Daß und was man aus der Geschichte lernen kann (= muß), wenn man sie nur richtig zubereitet, ist also entschieden, ebenso wie die daraus folgende Streitfrage, ob es immer im Kreis geht (= der heutige Mensch schon immer derselbe war und Demut üben muß) oder stetig vorangeht ( = die BRD die höchste Stufe ist, mit der der Mensch zufrieden sein muß). Die Geschichte macht am besten beides:

„ ... denn die Geschichte geht nicht nur (!) vorwärts, wie man in der Jugend und in naiven Epochen glaubt, sondern sie geht immer auch im Kreise, und die Skeptiker sagen, unter Berufung auf die Antike, sie gehe nur im Kreise.“ (Sengle, Zur Überwindung des anachronistischen Methodenstreits in der heutigen Literaturwissenschaft)

Dann kann der Germanist auch aus der Rekonstruktion des Biedermeier ein moralisches Vergleichsprogramm machen für die Besinnung darauf, „daß es nicht nur das Jetzt und Hier gibt“ (na sowas!) und „das Wissen um die menschliche Unvollkommenheit und Tragik“ Bescheidenheit lehrt:

„Wenn ich so versuche, die Biedermeierzeit, so gut ich kann, wiederherzustellen, ... so ... glaube (ich), eben dadurch der Gegenwart den besten Dienst zu erweisen. Oder meint man, daß unserem herrlichen Jahrhundert die Konfrontation mit anderen Epochen weniger nottut als dem achtzehnten?“ (F. Sengle, Biedermeierzeit, S. IX)

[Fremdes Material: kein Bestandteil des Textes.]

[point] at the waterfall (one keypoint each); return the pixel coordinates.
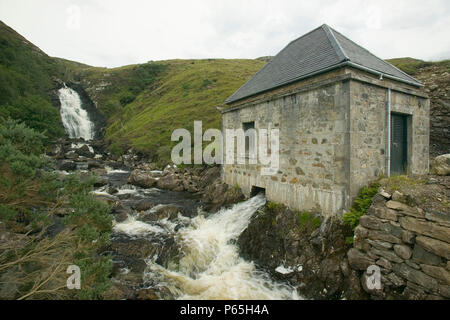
(75, 119)
(211, 267)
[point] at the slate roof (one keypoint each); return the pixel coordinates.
(320, 50)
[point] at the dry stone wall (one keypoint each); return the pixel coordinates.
(409, 245)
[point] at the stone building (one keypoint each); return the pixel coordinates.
(331, 100)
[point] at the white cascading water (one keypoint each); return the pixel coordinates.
(211, 267)
(75, 119)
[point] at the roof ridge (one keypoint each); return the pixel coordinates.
(361, 47)
(335, 44)
(268, 63)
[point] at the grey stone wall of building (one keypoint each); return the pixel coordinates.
(333, 138)
(313, 147)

Die krude Anbeterei des Hier und Jetzt, die das Prinzip dieser überaus praktischen Wissenschaften von der Vergleicherei durch die Hintertür ausmacht, wird offen in jenen Unterabteilungen von Geschichts- und Literaturwissenschaft vorgetragen, die nichts anderes mehr treiben, als die verschiedenen Staaten bzw. Nationalliteraturen, die von ihren Kollegen schon auf Konfrontation getrimmt wurden, direkt miteinander ins Verhältnis zu setzen. Das, was historisch passiert ist, interessiert einzig und allein unter dem Gesichtspunkt dessen, was sich damit an Glanz und Gloria des Vaterlandes herausholen läßt. Es setzt ein fröhlicher Wettbewerb um die Frage ein, welche Nation den größten (Kultur-)Staat hervorgebracht hat. Ein Italiener, der den hier zur Schau getragenen Chauvinismus natürlich genauso beherrscht, stellt zunächst fest, daß es ein „Gemeinplatz“ ist, daß die Italiener „einen großen Teil der Welt mit dem Ruhm ihrer Werke erfüllt haben“, um dann zum Ruhme seiner Heimat loszulegen:

„Die Italiener haben Amerika für die Amerikaner entdeckt; sie haben den (schon vorher?) frommen irischen Katholiken und vielen anderen ihre Religion weitergegeben, sie brachten den Engländern die Dichtkunst, das Verständnis für die Kunst der Staatsführung und die doppelte Buchführung in Banken und Handel bei; den Deutschen die Grundzüge der militärischen Taktik und die Verwendung der Artillerie; den Russen die Rezitationskunst und das klassische Ballett; den Franzosen die Kochkunst und fast allen Völkern haben sie die Musik geschenkt.“ (L. Barzini, Die Italiener, S. 10)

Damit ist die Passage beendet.